Mama tidak terbiasa menggunakan jasa asisten rumah tangga yang menginap. Dulu sebelum mama pensiun dini, kami menggunakan jasa asisten rumah tangga pulang hari. Ketika mama pensiun, semua urusan domestik dipegang oleh mama.

"Tapi kalau kamu mau, temenin aku, yuk. Aku mau beli donat buat mama." Aku mengajak Ai yang menyanggupi dengan segera. Kedua anak laki-laki mengekori kami.

Salah satu makanan kesukaan mama itu donat red velvet-nya Union. Jadi kalau aku ada kesempatan ke mall, pasti kubelikan donat untuk mama. Melihatku membeli donat, Ai jadi ikut-ikutan beli untuk orang tuanya.

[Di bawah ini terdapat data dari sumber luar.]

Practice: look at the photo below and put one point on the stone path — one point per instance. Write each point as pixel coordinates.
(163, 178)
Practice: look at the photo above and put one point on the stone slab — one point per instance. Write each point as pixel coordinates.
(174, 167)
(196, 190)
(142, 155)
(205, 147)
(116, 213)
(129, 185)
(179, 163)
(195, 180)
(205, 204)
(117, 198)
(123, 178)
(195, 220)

Seperti dugaan, kedatanganku disambut binar gembira oleh mama. Apalagi kalau bukan karena donat. Sebenarnya mama tidak masalah aku pulang jam berapa tapi bayangan mama sendirian di rumah yang sepi itu sangat menggangguku.

"Cass, tadi Baron telepon Mama. Katanya dia nyoba telepon kamu nggak diangkat," ucap Mama sambil melahap satu donat.

"Kenapa dia nelepon aku?" tanyaku heran. Apalagi dia sampai menghubungi Mama. Sejak kapan dia punya nomor ponsel Mama.

"Mau ngomongin urusan kerja katanya. Heran, malam minggu gini kok ngomongin kerjaan? Harusnya, kan, ngomongin pacaran, kek. Apa, kek," Mama geleng-geleng, aku lebih heran lagi saat melihat berapa banyak missed call yang masuk ke ponselku.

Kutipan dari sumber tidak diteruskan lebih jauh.